Forum Discussion
Just to elaborate on what I realize is an otherwise broad question...
If I were optimizing my example I'd look to unroll the lcg48.step() loop and then parallelize the work items enough to use all the memory bandwidth. Then each work item "column" could be pipelined. For example if there's 256 bit wide memory, I'd have <=8 pipelines (256/32) and each pipeline would process ceil(20/8) work items. (Ok, my choice of example parameters isn't all that great, but I kept things small so I could see things. You get the idea ;^)). So back to the original question. I can use "#pragma unroll" to unroll the inner loop (and observe that i the report.html). What I don't see how to control how many parallel pipelines are created. (see note). I don't think it's happening automatically; or a least I don't see anything in the report.html to suggest that it is.

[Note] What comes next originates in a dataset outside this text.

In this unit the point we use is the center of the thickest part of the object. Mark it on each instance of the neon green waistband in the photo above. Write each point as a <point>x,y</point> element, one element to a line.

Hope that narrows things a little bit.
note: unrolling both loops in the k1a and you do see what looks like parallelism in the graph view of report.html.
- CFR5 years ago
New Contributor
Just to follow up in case someone else might be trying similar experiments...
I took the OneAPI/FPGA Tutorial at FPL2020 (highly recommend it). One of the things stressed in the tutorial was that the compilers are better at handling "single_task" and not so much good at "parallel_for". It was really stressed to use "single_task". This didn't come across to me in the documentation.